Robert Adam Gilmour 09-11-2014 04:47 PM

Re: Bands I Loathe
 
I'm still extremely reluctant to buy mp3s and e-books when there is an affordable physical copy. I don't like reading on my kindle much (I hate that I'm looking at a screen for so much of modern life) and I've still to buy an mp3 player (no point in getting an iPod).

But to get some Art Zoyd, Lycia, Cardiacs, Trance To The Sun and Fauns albums I don't have a choice but mp3.
I think Foetus is only doing physical copies as limited collectors items and Jarboe is abandoning physical music altogether.

There's lots of eastern bands who would benefit from mp3 because cds are too much risk. Loads of P-Model/Hirasawa albums I would love but would cost too much on CD import. All those videogame soundtracks too.

Justin Isis 09-12-2014 12:38 AM

Re: Bands I Loathe
 
Time to start a fight!

Nirvana and Pearl Jam.

The level of genuflective adulation and credibility these (terribly limited) bands received in the early to mid 90s and even to this day makes me facepalm. For anyone who wasn't around at the time, it's difficult to convey how seriously they were taken, as if they were political prisoners instead of musicians with limited repertoires. Does anyone remember Pearl Jam's epic "struggle" with Ticketmaster? I remember people talking about this like they were trying to stop a genocide or save starving orphans.
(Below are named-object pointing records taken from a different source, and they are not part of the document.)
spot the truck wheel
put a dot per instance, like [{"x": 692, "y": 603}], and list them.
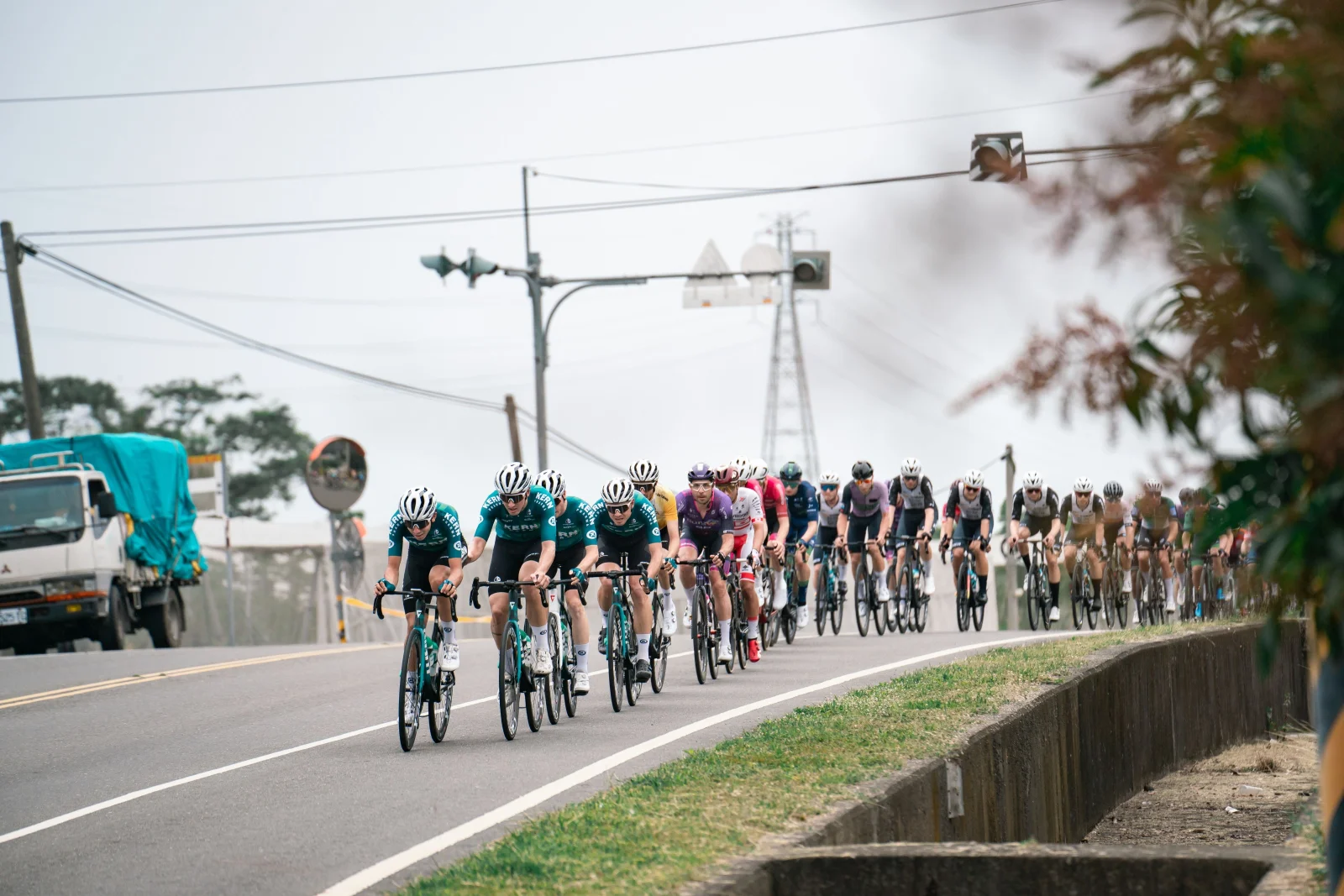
[
  {"x": 165, "y": 622},
  {"x": 114, "y": 626}
]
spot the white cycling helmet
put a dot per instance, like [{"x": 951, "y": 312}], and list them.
[
  {"x": 553, "y": 481},
  {"x": 417, "y": 504},
  {"x": 618, "y": 490},
  {"x": 644, "y": 472},
  {"x": 514, "y": 479}
]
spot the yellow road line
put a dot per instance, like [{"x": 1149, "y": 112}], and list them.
[
  {"x": 176, "y": 673},
  {"x": 356, "y": 602}
]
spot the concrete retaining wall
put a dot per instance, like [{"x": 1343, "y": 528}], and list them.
[{"x": 1052, "y": 768}]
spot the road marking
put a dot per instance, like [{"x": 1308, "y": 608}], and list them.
[
  {"x": 24, "y": 700},
  {"x": 245, "y": 763},
  {"x": 378, "y": 872}
]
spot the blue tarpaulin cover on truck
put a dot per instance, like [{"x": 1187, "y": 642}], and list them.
[{"x": 148, "y": 477}]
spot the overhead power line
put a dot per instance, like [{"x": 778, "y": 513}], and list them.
[
  {"x": 113, "y": 288},
  {"x": 534, "y": 160},
  {"x": 517, "y": 66}
]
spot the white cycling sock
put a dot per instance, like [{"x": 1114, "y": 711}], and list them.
[{"x": 542, "y": 636}]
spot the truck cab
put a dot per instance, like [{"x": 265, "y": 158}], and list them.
[{"x": 64, "y": 566}]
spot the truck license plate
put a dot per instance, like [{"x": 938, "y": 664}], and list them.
[{"x": 13, "y": 616}]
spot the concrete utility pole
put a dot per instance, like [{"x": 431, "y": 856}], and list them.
[
  {"x": 1010, "y": 562},
  {"x": 29, "y": 374},
  {"x": 786, "y": 364}
]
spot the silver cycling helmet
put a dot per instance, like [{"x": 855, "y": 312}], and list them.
[
  {"x": 553, "y": 481},
  {"x": 417, "y": 504},
  {"x": 644, "y": 472},
  {"x": 618, "y": 490},
  {"x": 514, "y": 479}
]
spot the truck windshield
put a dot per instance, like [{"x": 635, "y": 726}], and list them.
[{"x": 40, "y": 506}]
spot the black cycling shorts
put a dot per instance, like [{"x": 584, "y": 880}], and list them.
[
  {"x": 416, "y": 567},
  {"x": 611, "y": 547},
  {"x": 862, "y": 528},
  {"x": 508, "y": 558},
  {"x": 566, "y": 559}
]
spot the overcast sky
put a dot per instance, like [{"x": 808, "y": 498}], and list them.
[{"x": 936, "y": 284}]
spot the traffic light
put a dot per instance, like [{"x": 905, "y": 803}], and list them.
[
  {"x": 812, "y": 270},
  {"x": 476, "y": 266},
  {"x": 998, "y": 157}
]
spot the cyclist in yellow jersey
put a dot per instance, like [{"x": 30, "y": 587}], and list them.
[{"x": 644, "y": 474}]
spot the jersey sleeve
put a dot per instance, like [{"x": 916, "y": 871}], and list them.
[
  {"x": 454, "y": 547},
  {"x": 651, "y": 521},
  {"x": 546, "y": 504},
  {"x": 488, "y": 512},
  {"x": 588, "y": 519}
]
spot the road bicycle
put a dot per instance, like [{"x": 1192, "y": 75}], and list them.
[
  {"x": 1115, "y": 602},
  {"x": 517, "y": 683},
  {"x": 421, "y": 680},
  {"x": 831, "y": 589},
  {"x": 909, "y": 586},
  {"x": 866, "y": 595},
  {"x": 969, "y": 607},
  {"x": 622, "y": 647},
  {"x": 705, "y": 631},
  {"x": 564, "y": 664},
  {"x": 1037, "y": 586}
]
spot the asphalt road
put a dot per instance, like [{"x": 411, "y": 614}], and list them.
[{"x": 307, "y": 820}]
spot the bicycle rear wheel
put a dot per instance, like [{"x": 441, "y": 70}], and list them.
[
  {"x": 409, "y": 689},
  {"x": 553, "y": 681},
  {"x": 616, "y": 647},
  {"x": 508, "y": 681}
]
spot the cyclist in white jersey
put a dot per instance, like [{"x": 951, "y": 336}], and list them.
[
  {"x": 748, "y": 531},
  {"x": 828, "y": 520}
]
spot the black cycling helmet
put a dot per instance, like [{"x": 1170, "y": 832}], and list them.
[{"x": 701, "y": 472}]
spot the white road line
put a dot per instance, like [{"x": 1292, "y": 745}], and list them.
[
  {"x": 378, "y": 872},
  {"x": 245, "y": 763}
]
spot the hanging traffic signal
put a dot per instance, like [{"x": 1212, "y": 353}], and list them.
[
  {"x": 998, "y": 157},
  {"x": 812, "y": 270}
]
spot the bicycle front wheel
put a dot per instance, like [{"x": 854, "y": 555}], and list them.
[
  {"x": 409, "y": 689},
  {"x": 510, "y": 665}
]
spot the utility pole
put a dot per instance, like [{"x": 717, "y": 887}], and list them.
[
  {"x": 27, "y": 372},
  {"x": 786, "y": 364},
  {"x": 514, "y": 439},
  {"x": 1010, "y": 562}
]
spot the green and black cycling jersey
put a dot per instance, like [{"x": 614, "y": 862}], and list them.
[
  {"x": 443, "y": 539},
  {"x": 644, "y": 519},
  {"x": 534, "y": 523},
  {"x": 577, "y": 526}
]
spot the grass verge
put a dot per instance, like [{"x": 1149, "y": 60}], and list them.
[{"x": 660, "y": 829}]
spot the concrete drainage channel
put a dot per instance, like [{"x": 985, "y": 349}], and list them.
[{"x": 1048, "y": 770}]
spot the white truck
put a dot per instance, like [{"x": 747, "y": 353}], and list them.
[{"x": 94, "y": 542}]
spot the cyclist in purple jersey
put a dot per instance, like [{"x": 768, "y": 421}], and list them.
[{"x": 705, "y": 515}]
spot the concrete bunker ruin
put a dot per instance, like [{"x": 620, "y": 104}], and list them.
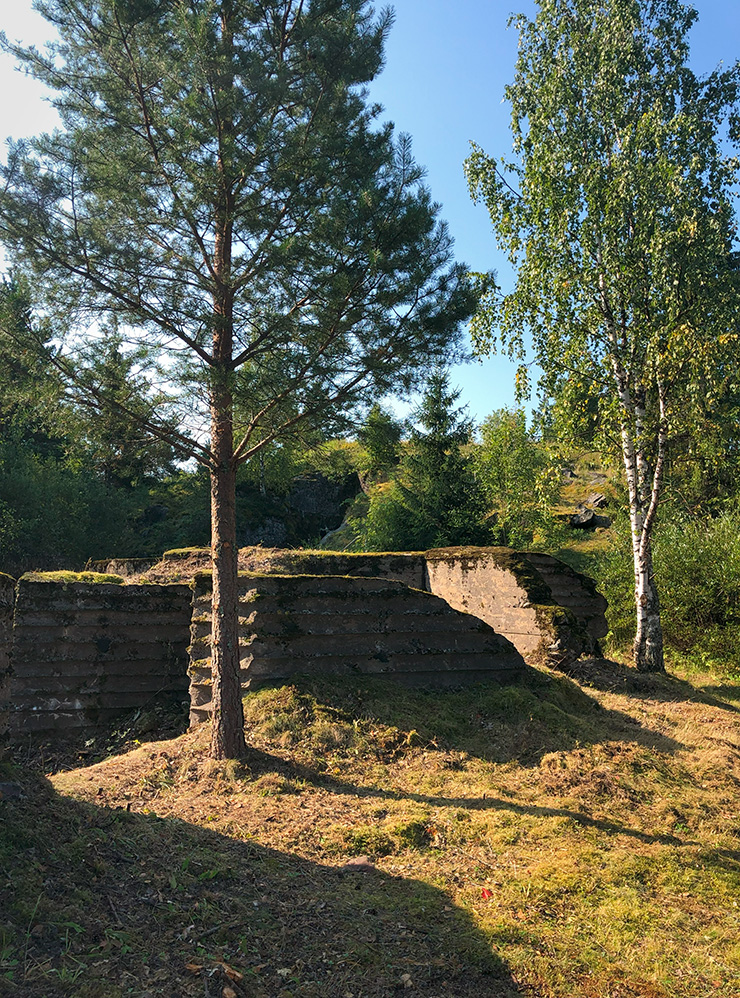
[{"x": 80, "y": 653}]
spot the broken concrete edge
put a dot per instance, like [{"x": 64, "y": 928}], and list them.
[{"x": 506, "y": 559}]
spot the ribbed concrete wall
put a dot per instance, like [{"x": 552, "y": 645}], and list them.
[
  {"x": 547, "y": 610},
  {"x": 293, "y": 625},
  {"x": 7, "y": 600},
  {"x": 83, "y": 653}
]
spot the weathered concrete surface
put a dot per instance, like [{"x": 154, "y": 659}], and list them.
[
  {"x": 329, "y": 625},
  {"x": 406, "y": 567},
  {"x": 7, "y": 602},
  {"x": 550, "y": 612},
  {"x": 84, "y": 653}
]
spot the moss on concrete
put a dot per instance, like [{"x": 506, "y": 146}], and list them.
[
  {"x": 97, "y": 578},
  {"x": 175, "y": 554}
]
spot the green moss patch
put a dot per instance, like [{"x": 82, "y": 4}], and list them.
[{"x": 90, "y": 577}]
These bands initiated the trend in which nearly everyone was taken to task for ripping them off. Bands like Stone Temple Pilots were written off as derivative, even when they really sounded nothing like Nirvana and Pearl Jam, or had organically emerged from the same scene anyway. To make things worse, Nirvana and Pearl Jam were themselves completely derivative, often of contemporaries like the Pixies (which they admitted). So why was it okay for Kurt Cobain to steal "soft verse/loud chorus/screaming" from Black Francis, but not okay for Gavin Rossdale to steal vocal inflections from Kurt Cobain?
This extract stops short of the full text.